Burr formation is one of the most frustrating issues in laser cutting carbon steel.

You may start with clean cuts and stable performance—but soon notice:

• Slag building up at the bottom edge

• Rough or uneven cut surfaces

• Additional grinding required

These issues not only reduce productivity but also increase operational costs.

So what actually causes burrs? And more importantly—how can you eliminate them consistently while maintaining safe and reliable production?

1. What are burrs in laser cutting?

Burrs are solidified molten material that remains attached to the bottom edge of a cut.

During laser cutting, the material is melted by a high-energy laser beam, and assist gas is used to blow the molten material out of the kerf.

If the molten material is not fully removed, it solidifies—and forms burrs.

2. The real reason burrs appear

Burrs are rarely caused by a single factor.

In most cases, they result from a mismatch between key cutting parameters.

1) Gas pressure is not properly balanced

Assist gas (typically oxygen for carbon steel) helps both the cutting reaction and material removal.

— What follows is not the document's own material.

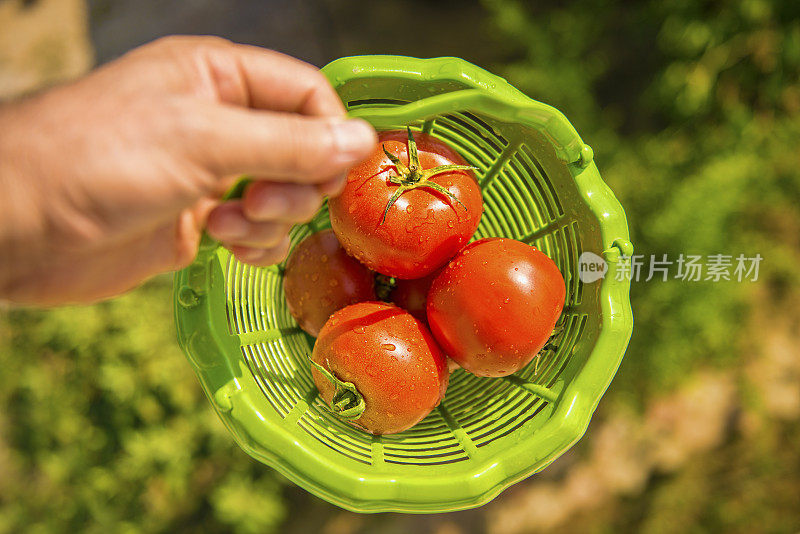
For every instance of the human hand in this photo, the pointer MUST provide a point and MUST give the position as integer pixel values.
(111, 179)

• Too low → molten metal remains → burrs

• Too high → unstable airflow → inefficient removal

The goal is not maximum pressure, but controlled and stable pressure

2) Focus position is incorrect

The focus determines how energy is distributed inside the material.

• Too low → insufficient penetration

• Too high → energy dispersion

Both lead to unstable melting and poor material removal.

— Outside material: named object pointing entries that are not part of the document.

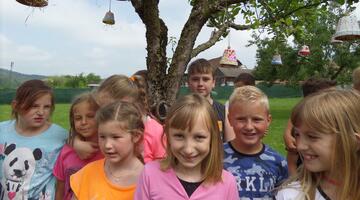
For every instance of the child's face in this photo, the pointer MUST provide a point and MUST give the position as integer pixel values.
(201, 83)
(38, 115)
(250, 121)
(84, 120)
(103, 99)
(116, 144)
(190, 147)
(315, 148)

3) Cutting speed is mismatched

• Too slow → excessive heat → overburning and slag

• Too fast → incomplete melting → material not expelled

Every thickness has an optimal speed window

4) Nozzle height is inconsistent

The distance between nozzle and material affects gas flow efficiency.

• Too high → weak gas impact

• Too low → unstable airflow

Consistency is key for clean cutting

5) Parameters are not matched as a system

The most common mistake in production is adjusting one parameter in isolation.

In reality, cutting quality depends on a balanced combination of:

• Focus

• Speed

• Gas pressure

• Nozzle height

Changing one parameter without adjusting others often leads to worse results

3. How to eliminate burrs in practice

Experienced operators rely on systematic optimization—not trial and error.

• Fine-tune gas pressure

Adjust gradually within a stable range

• Optimize focus position

Make small changes and observe results

• Match speed to thickness

Avoid using fixed speeds across jobs

• Maintain consistent nozzle height

Ensure stable distance during operation

• Standardize parameter settings

Use validated parameter libraries for repeatability

4. Safe operation: an often overlooked factor

While most discussions focus on parameters, safe operation also plays a direct role in cutting quality and consistency. Unstable operation conditions can lead to both defects (like burrs) and serious risks.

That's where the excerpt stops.